Manufacturing without process management….coding without software engineering…construction without blueprints…throughout human history we’ve realized that there’s a difference between core capabilities and the “art of the applied”. We’ve learned that, until we develop a methodology of practical application, our success remains limited.
Artificial Intelligence (AI)—including Machine Learning (ML)—stands at this same precipice today as it transitions into the mass market. Yet because we are only beginning widespread commercialization of AI, there is a missing body of knowledge—you might say an unwritten book on the shelf. This is a body of best practices that are essential to developing AI applications with low risk, high value, and high adoption, across the thousands of use cases in which the technology can provide massive value to humanity worldwide.

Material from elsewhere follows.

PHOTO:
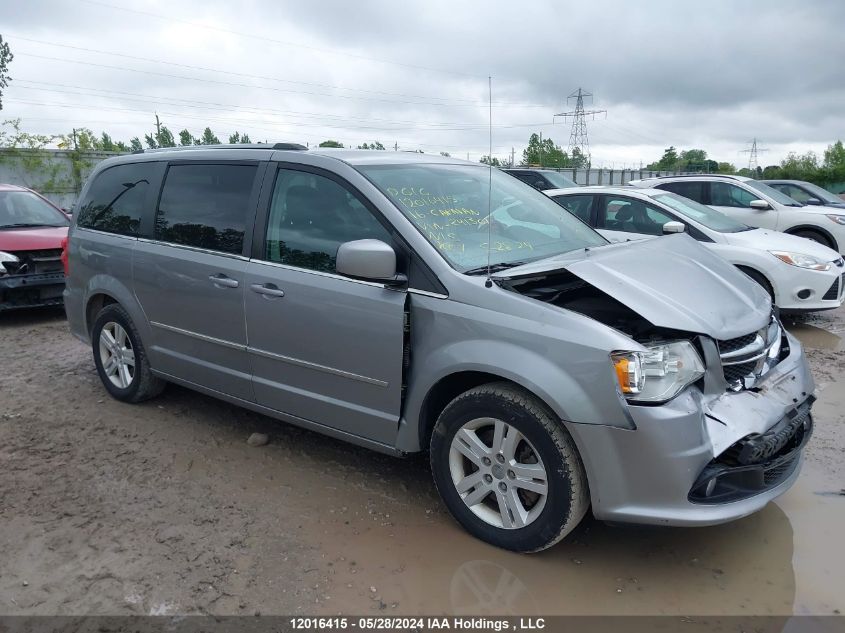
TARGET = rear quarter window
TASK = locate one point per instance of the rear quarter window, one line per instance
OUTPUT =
(114, 202)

There has been an active community of researchers supporting applying AI in specific cases, as showcased in the long-standing series of conferences on Innovative Applications of Artificial Intelligence (IAAI) and forums covering applications in more specific domains, such as Machine Learning for Healthcare. However, such discussions tend to focus on each individual application project in isolation both from other applications and from the total business context in which the application is successful, or not.
I and a few colleagues have spent the last few decades exploring this space from a more structural technology-transition perspective: transitioning AI from its academic and research roots into practical applications. Along the way, we’ve encountered obstacles and challenges that were unforeseen by the scientists that invented much of what we know as AI today. And, as we step back to analyze successes and failures, we’re starting to observe systematic patterns: traps for young players, subtle but pervasive challenges at each stage of a project lifecycle, as well as expert best practices. Sharing them with you is the purpose of this blog.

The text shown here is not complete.